O homem procurando os altos cumes das montanhas...


Nietzsche utiliza dessas três metáforas para dizer três modos de ser enquanto ciclos necessários para um vir-a-ser “elevado” do gregário.

O camelo representa o homem juntando suas vivências e acumulando conteúdos na travessia do deserto da vida. Caminha pela vida, expandindo e limitando suas possibilidades de ser e de viver. Mas sendo só camelo o homem é só um espírito que percorre o mundo carregando “pesos”, sem transformação, anseios e superação. Sendo camelo o homem pode apenas acumular elementos da vida em rebanho. O camelo carrega o fardo do “Tu deves…”, é o homem devedor à moral gregária.

Mas quanto mais acumulamos vivências na nossa bagagem existencial, quanto mais sofrimento e alegria, pode haver o confronto entre a moral coletiva e a moral singular do próprio viver, é ai que o camelo pode dar lugar a um leão que inicia o nascimento de um novo espírito: o homem que se revolta contra a sua aridez desértica ocasionada pelo clima pobre das multidões. O leão representa o “Eu quero…”, uma revolta do homem que agora quer dar vida ao seu deserto onde as nuances da vida singular são pisoteadas pelo rebanho. Contudo, o leão ainda não pode criar, ele se rebela contra o homem-devedor tendo como meta o vir-a-ser do homem-criador.

E é nessas árduas batalhas do homem-criador contra o homem-devedor, aquele que quer fazer da sua vida sua própria obra de arte contra aqueles que cultivam os ídolos, que o homem pode encontrar novamente a sua pureza para fazer da sua vida uma obra singular. Eis então o estágio mais nobre e puro do homem: o ser criança, o momento do “Eu sou!”

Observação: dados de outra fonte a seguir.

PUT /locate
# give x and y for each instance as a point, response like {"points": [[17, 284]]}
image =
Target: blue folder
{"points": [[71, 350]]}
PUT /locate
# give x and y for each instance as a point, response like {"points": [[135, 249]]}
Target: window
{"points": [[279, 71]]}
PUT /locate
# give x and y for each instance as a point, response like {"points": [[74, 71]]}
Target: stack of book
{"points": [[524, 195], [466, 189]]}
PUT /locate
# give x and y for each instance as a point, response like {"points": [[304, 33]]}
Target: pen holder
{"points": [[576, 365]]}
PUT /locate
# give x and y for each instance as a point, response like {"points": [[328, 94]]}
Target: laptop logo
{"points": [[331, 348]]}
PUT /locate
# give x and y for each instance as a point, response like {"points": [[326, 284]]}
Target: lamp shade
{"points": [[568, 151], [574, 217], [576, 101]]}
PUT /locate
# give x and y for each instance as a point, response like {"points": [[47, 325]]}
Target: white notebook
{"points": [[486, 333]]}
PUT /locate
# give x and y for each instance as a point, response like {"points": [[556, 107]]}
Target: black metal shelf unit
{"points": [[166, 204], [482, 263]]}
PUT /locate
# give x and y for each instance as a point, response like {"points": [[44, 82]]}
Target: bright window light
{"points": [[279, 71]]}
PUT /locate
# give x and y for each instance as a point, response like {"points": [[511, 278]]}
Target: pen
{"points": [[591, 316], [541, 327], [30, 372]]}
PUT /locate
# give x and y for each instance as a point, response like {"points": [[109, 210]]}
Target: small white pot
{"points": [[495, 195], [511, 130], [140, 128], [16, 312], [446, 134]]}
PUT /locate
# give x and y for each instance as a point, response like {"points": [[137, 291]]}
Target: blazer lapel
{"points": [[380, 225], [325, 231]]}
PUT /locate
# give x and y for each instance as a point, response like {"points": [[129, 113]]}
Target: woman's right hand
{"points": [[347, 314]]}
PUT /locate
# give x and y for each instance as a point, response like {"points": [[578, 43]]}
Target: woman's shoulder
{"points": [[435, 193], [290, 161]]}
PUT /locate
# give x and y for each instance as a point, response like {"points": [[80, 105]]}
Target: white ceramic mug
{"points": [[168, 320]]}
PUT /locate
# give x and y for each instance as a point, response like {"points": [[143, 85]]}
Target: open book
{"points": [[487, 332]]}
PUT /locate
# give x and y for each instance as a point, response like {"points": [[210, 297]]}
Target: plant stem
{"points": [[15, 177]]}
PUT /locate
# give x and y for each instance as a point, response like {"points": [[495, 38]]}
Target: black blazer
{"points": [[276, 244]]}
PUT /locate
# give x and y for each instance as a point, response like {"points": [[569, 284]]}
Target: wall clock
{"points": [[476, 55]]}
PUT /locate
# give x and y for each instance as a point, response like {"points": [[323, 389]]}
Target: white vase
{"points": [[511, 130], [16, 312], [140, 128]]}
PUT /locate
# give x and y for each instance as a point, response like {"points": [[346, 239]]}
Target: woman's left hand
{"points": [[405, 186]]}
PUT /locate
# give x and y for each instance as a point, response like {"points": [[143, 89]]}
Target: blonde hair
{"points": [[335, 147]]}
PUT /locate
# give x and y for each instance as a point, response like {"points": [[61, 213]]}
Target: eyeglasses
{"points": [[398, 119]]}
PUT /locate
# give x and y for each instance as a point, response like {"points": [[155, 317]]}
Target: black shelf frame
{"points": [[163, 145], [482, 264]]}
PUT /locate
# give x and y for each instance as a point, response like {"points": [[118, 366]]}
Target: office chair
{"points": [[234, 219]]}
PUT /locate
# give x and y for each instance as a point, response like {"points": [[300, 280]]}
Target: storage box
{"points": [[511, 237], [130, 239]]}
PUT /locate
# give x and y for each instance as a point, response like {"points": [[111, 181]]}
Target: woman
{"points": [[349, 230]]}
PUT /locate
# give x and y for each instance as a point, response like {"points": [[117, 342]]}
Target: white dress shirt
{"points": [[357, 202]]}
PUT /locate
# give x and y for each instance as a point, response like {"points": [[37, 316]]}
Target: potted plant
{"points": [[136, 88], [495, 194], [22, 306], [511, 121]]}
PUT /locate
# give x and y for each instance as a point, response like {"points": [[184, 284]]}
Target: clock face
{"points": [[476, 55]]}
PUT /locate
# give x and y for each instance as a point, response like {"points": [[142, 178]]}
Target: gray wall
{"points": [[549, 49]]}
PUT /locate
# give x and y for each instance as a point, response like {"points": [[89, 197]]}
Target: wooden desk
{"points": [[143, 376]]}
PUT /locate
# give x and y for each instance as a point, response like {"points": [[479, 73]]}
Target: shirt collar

O leão que consegue romper com os grilhões da moral escrava torna-se pura inocência e esquecimento – e não somente memória formada por ferro e fogo – para assumir sua posição de re-criador da sua vida.

O homem que atinge esses três ciclos, que acumula sua dor e sofrimento como um camelo carregando o que lhe colocam em cima, que na dor e no sofrimento encontra o furor de um leão para se rebelar contra seu fardo para fazer de sua vida a sua própria vontade, e atingindo então o espírito mais livre e puro marcado pelo esquecimento tal como o da criança, torna-se o além-do-homem. Eis então aquele que é “Eu sou!”, agora incapaz de ser domado.

Procurará os altos cumes das montanhas, deixará os verdes e calmos prados aparentes do rebanho e se jogará dançando para o abismo.